CPU resource limits are bad. You probably shouldn’t use them unless you know your process has a max thread count. On-top of that, CDK8s limits to 1.5 CPU cores which is not rounded and if you do have two threads running a lot, one of them is going to get throttled 50% of every second. I imagine they’re just picking some default value to help Kubernetes bin-pack, but in this case, I say you’re more likely just picking a bad number.

While enforcing read-only root file-systems is good security practice™, it’s also likely to cause a lot of broken software. So many software components I run require the ability to write temp files, etc. I’m not sure why they chose this default. Maybe they wanted to do opt-out security, which I mean if the software can run, great, but also it’s very inconsistent.
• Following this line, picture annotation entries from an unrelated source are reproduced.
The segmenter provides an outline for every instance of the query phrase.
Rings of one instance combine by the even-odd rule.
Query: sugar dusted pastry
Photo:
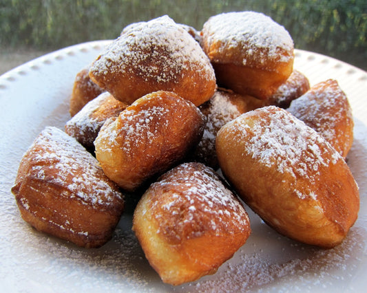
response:
[[[96,160],[54,127],[46,127],[25,153],[12,192],[25,221],[86,248],[111,238],[124,208]]]
[[[210,17],[201,31],[220,87],[267,99],[293,71],[293,42],[270,17],[247,11]]]
[[[353,117],[344,92],[332,79],[313,86],[288,111],[320,133],[344,158],[353,142]]]
[[[127,105],[104,92],[83,107],[66,122],[65,132],[76,139],[88,150],[94,150],[93,142],[103,125],[112,117],[117,117]]]
[[[89,67],[84,68],[78,72],[75,77],[69,109],[72,117],[81,111],[89,101],[105,91],[91,80],[89,72]]]
[[[181,164],[150,186],[133,230],[165,283],[213,274],[247,241],[247,214],[218,175],[200,163]]]
[[[147,94],[107,120],[94,141],[105,174],[132,191],[183,160],[202,135],[205,117],[170,91]]]
[[[209,101],[199,109],[207,118],[202,138],[198,144],[193,159],[216,169],[216,137],[226,123],[243,113],[261,107],[264,102],[250,96],[218,89]]]
[[[220,130],[216,149],[239,195],[284,235],[332,248],[357,219],[358,187],[344,160],[286,110],[242,114]]]
[[[216,89],[200,45],[167,16],[129,26],[93,63],[92,80],[127,104],[153,91],[173,91],[198,106]]]

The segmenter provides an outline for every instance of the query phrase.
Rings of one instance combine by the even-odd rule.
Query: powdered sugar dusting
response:
[[[238,140],[247,138],[248,143],[242,144],[244,155],[292,178],[289,184],[302,199],[315,199],[317,195],[311,191],[312,185],[318,182],[320,170],[343,160],[322,136],[275,106],[242,114],[225,127],[233,129]],[[298,190],[297,182],[300,178],[309,182],[311,189]]]
[[[267,116],[266,123],[250,127],[239,122],[240,120],[234,122],[242,131],[253,133],[245,152],[264,166],[275,166],[278,171],[289,173],[295,178],[306,176],[309,170],[317,171],[319,166],[335,164],[342,159],[333,154],[328,144],[326,151],[331,153],[331,158],[323,155],[325,151],[321,150],[319,145],[327,142],[321,135],[285,110],[273,111],[275,109],[273,106],[262,109],[262,115]]]
[[[147,82],[158,83],[178,83],[187,70],[200,72],[208,80],[215,79],[200,45],[168,16],[125,30],[94,63],[91,70],[98,75],[138,74]]]
[[[151,208],[154,213],[160,210],[155,213],[160,232],[174,233],[178,240],[199,237],[208,230],[220,235],[233,229],[228,225],[241,231],[249,228],[249,218],[240,202],[214,171],[202,164],[182,164],[151,188],[173,195],[164,197],[164,202],[155,202]],[[168,230],[167,226],[171,227]]]
[[[78,197],[85,204],[96,208],[108,206],[116,198],[122,199],[123,195],[104,175],[97,160],[61,130],[46,127],[28,151],[33,153],[35,162],[32,167],[34,175],[66,188],[67,192],[61,193],[61,196]]]
[[[335,146],[346,140],[345,135],[350,135],[344,129],[338,129],[340,123],[353,124],[353,115],[346,96],[336,80],[328,80],[313,87],[293,100],[288,111]],[[348,140],[353,138],[348,136]],[[342,154],[343,151],[340,151]]]
[[[353,259],[357,259],[365,249],[362,240],[365,234],[357,229],[352,230],[342,245],[326,250],[293,243],[286,247],[284,244],[279,253],[286,255],[295,250],[298,257],[286,261],[284,255],[285,261],[282,263],[266,259],[260,252],[244,252],[238,263],[227,263],[217,272],[215,279],[200,280],[193,284],[190,292],[328,292],[328,289],[335,290],[336,283],[340,283],[338,287],[342,292],[344,292],[343,288],[348,291],[347,288],[351,289],[349,280],[357,266],[357,261]],[[305,252],[307,257],[302,257]],[[344,272],[344,276],[335,275],[336,270]]]
[[[262,64],[266,60],[288,62],[293,58],[293,54],[280,54],[280,50],[293,50],[293,42],[289,32],[262,13],[247,11],[218,14],[204,24],[202,32],[208,43],[220,42],[222,45],[218,50],[224,55],[222,56],[224,59],[231,58],[226,55],[229,49],[238,48],[241,51],[242,47],[248,48],[246,54],[249,56],[255,56],[259,49],[264,50],[266,54],[256,57]],[[247,57],[240,63],[246,65]]]

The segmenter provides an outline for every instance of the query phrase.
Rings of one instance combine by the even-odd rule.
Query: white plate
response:
[[[358,220],[342,245],[319,250],[280,236],[250,211],[253,233],[216,274],[173,287],[162,283],[131,231],[132,211],[114,238],[87,250],[39,233],[20,217],[10,193],[23,152],[47,125],[63,129],[76,74],[109,41],[47,54],[0,76],[0,287],[6,292],[359,291],[367,286],[367,73],[296,50],[295,68],[311,85],[337,79],[355,121],[348,162],[360,188]]]

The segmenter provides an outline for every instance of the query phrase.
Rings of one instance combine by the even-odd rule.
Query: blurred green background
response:
[[[241,10],[270,16],[296,48],[367,70],[367,0],[0,0],[0,54],[115,39],[132,22],[166,14],[200,30],[211,15]]]

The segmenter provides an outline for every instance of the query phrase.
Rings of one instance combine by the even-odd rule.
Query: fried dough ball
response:
[[[288,111],[346,157],[353,142],[354,122],[348,98],[337,80],[329,79],[313,86],[293,101]]]
[[[38,230],[86,248],[112,237],[123,196],[75,139],[46,127],[23,157],[12,188],[23,219]]]
[[[127,104],[156,91],[173,91],[198,106],[216,87],[200,45],[167,16],[129,26],[93,63],[91,78]]]
[[[84,68],[78,72],[75,77],[69,109],[72,117],[81,111],[89,101],[105,91],[91,80],[89,72],[89,67]]]
[[[358,187],[344,160],[286,110],[242,114],[219,131],[216,149],[239,195],[281,234],[333,248],[357,219]]]
[[[151,265],[172,285],[215,273],[251,232],[242,204],[201,163],[180,165],[151,184],[133,230]]]
[[[93,142],[109,118],[117,117],[127,105],[105,91],[93,99],[66,122],[65,132],[76,139],[85,149],[93,151]]]
[[[204,23],[201,34],[202,46],[220,87],[267,99],[292,73],[291,36],[262,13],[236,12],[211,17]]]
[[[133,191],[183,160],[204,123],[192,102],[170,91],[151,93],[105,123],[94,141],[96,156],[111,180]]]
[[[250,96],[240,95],[224,89],[216,91],[209,101],[199,107],[207,118],[207,122],[193,159],[217,169],[216,137],[219,129],[242,113],[263,105],[263,100]]]
[[[268,99],[268,106],[277,106],[286,109],[291,102],[310,89],[308,78],[298,70],[293,70],[286,81]]]

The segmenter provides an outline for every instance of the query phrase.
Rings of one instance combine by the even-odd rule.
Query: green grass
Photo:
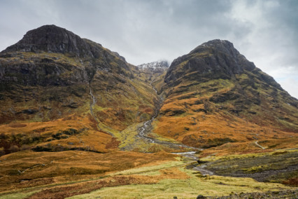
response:
[[[30,192],[26,192],[26,193],[11,193],[5,195],[0,195],[0,199],[20,199],[20,198],[26,198],[31,195],[34,194],[34,193],[37,192],[38,191],[34,191]]]
[[[155,184],[132,184],[104,188],[69,198],[195,198],[198,195],[228,195],[231,192],[262,192],[288,188],[279,184],[257,182],[248,178],[203,177],[199,172],[180,168],[187,179],[167,179]]]

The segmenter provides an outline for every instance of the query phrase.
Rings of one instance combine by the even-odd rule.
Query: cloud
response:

My opinion: CDK8s should use the same defaults as Kubernetes itself. If they want to provide secure, robust solutions, provide a higher level construct. I’ve seen this employed inside of Amazon for security sensitive CDK.

Conclusion

CDK8s provides some pretty useful dev productivity improvements over writing raw YAML defined resources. The built-in compile-time type-safety, code completion when in an IDE, and ability to abstract out repetitive code is a time saver.

However, it does have some down-sides. The big one is lack of the last bit of deployment tooling that actually helps this get deployed to my Kubernetes cluster.